In the outside world, rainbows come after a storm. People often say that in our internal worlds, in our minds, this happens too. The storm, being the difficult time, will pass and the rainbow, being the peace and joy, will follow. This gives us hope and whilst I appreciate the sentiment its just not how its working for me. Weather follows different rules in my mind, so whilst I’ve found my rainbow, my storm hasn’t passed. Its still there, trying to grow at every opportunity. I have to make sure I don’t fall into feeding it because it grows so quickly and it takes all my energy with it. I can’t get rid of it.
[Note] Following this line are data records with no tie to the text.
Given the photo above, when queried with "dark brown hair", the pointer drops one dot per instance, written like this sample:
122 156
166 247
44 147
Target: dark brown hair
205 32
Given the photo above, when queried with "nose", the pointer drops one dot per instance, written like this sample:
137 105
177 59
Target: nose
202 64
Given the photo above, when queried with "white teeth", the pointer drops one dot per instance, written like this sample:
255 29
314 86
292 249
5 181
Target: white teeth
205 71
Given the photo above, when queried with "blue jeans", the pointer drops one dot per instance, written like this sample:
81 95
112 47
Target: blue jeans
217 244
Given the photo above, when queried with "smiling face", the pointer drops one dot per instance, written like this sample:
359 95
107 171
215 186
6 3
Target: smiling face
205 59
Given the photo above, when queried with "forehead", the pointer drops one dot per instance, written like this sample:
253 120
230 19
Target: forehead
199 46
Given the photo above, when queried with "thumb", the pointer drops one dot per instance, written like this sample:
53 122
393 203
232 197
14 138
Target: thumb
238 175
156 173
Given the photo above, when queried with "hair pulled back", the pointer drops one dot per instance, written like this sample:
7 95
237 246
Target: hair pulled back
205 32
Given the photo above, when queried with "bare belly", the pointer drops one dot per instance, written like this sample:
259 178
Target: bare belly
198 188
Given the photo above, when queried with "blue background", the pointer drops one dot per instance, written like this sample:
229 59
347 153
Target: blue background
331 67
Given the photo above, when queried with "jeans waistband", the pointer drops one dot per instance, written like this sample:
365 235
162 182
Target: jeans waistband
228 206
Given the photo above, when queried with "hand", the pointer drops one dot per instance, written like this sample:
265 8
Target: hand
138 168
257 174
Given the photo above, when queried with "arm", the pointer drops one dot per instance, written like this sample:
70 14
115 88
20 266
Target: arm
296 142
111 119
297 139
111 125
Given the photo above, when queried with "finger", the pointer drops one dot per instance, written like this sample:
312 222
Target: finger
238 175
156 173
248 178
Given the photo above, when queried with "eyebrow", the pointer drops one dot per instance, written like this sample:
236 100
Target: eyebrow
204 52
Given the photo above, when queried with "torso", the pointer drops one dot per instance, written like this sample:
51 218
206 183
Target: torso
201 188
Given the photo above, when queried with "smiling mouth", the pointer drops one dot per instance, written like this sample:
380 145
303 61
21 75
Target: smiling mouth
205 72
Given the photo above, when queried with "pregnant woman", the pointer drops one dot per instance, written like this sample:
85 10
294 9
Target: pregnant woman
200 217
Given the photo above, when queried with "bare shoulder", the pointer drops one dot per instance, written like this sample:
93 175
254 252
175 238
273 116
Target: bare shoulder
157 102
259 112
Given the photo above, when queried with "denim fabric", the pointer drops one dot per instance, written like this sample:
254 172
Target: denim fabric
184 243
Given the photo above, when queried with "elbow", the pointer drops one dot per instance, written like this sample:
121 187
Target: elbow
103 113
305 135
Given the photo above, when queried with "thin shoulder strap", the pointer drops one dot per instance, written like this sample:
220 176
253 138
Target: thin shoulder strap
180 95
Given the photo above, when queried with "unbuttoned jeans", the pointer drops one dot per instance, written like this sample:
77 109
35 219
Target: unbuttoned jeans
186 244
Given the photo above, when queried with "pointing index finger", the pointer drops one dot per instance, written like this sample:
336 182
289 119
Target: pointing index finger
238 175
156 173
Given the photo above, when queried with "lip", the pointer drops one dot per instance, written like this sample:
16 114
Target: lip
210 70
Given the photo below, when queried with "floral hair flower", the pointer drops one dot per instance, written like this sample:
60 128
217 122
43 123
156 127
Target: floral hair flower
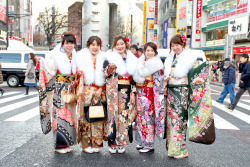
127 40
184 39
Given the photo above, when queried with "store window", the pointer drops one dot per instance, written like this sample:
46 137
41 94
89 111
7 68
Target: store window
216 34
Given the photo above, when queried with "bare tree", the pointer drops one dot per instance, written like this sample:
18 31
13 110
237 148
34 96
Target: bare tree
53 22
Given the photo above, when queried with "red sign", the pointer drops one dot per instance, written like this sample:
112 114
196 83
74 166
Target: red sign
198 20
241 50
242 6
156 11
3 10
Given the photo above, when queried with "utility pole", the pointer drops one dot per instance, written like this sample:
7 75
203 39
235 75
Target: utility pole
7 23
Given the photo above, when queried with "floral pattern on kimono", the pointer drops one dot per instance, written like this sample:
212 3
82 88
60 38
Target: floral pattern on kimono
119 110
89 134
151 110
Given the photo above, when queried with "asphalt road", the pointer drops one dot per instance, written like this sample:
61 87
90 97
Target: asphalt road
24 144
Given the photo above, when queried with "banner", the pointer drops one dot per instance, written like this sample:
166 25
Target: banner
144 21
3 10
165 35
198 20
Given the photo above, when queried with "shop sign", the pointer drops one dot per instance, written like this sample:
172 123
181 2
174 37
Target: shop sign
198 20
3 10
242 6
241 50
210 43
238 26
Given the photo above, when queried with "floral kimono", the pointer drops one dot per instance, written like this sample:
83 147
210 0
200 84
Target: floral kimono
89 80
183 104
54 111
119 86
150 105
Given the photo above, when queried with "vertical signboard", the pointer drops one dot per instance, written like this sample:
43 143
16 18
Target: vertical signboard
165 35
3 10
181 17
144 21
198 20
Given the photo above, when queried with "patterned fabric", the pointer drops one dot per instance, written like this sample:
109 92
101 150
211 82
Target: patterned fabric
89 134
177 116
151 110
119 109
201 120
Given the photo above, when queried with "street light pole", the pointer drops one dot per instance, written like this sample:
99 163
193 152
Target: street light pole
7 23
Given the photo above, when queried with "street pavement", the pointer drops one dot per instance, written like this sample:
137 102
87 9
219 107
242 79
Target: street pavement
24 144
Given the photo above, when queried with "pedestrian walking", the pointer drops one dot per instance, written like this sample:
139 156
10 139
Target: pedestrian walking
229 82
188 98
140 52
30 74
1 79
58 98
120 89
150 120
244 84
134 50
90 89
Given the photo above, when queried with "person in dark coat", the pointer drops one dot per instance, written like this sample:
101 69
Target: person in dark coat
229 82
1 79
244 85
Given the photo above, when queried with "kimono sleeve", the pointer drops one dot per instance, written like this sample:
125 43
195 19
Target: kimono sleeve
200 111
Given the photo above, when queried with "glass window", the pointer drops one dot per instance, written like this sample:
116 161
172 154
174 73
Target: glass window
10 57
26 57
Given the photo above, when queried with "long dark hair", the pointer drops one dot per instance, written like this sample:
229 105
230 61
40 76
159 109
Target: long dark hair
68 36
32 56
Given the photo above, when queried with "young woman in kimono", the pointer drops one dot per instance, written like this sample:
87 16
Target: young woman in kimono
188 98
150 118
56 77
119 69
91 82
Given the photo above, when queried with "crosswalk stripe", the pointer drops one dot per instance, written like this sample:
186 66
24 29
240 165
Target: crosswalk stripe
239 104
16 97
22 117
10 93
221 123
17 105
240 115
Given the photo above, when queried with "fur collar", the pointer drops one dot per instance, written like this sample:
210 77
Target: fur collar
185 62
123 67
62 61
85 63
150 67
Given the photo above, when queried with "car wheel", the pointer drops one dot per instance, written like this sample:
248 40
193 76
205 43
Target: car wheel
13 81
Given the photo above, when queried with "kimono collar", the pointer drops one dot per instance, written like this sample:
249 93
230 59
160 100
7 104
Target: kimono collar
63 63
85 64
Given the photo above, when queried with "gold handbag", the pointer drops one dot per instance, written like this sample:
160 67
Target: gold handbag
69 97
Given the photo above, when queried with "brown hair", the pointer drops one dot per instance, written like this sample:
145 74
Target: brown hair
176 40
116 39
94 38
32 56
68 37
152 45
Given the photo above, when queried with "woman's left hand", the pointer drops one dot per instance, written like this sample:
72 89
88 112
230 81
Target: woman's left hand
98 93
When I try, it just gets bigger. So I allow it to take some space in my mind but I choose to focus my attention elsewhere. I choose to focus on the rainbow.

I think the rainbow, for me, represents acceptance of my current situation and the freedom acceptance brings. The freedom to experience hope. The freedom to experience joy. I’m pretty sure Joshua didn’t think about all of this when he said those words. But I’m grateful for whatever reason he did. Because he helped me to reach the conclusion that the rainbow will always be in me. Even if it’s a tiny speck. If I nurture it, the colour will find its way back. So whilst chemo cycle number two has been a bit of a bitch, its taught me a valuable lesson. Maybe number two is lucky after all. Nope. That bloody librarian needs to have a day off.

I always want to end my blog posts with something positive. I want the people who read them to know that cancer doesn’t have to be entirely shitty. But I also want to be real. Chemo this time round has been hard. Life outside my own cancer bubble has also been hard. For reasons I don’t feel I can openly write about in this post. We lost someone extremely special to cancer, someone who has inspired me so much on my own cancer journey, and I’m sad and I’m hurting and I’m so angry with cancer that I don’t want to think about how it can be positive. But that means cancer wins. So. I’m still coping. I’m learning. I’m growing. I know I am strong, despite feeling weak. Having cancer showed me the strength I never knew I had. Having cancer taught me that no matter how grey I feel, the colour is somewhere inside. That’s the beauty in the c-weed. But also, f*ck you cancer.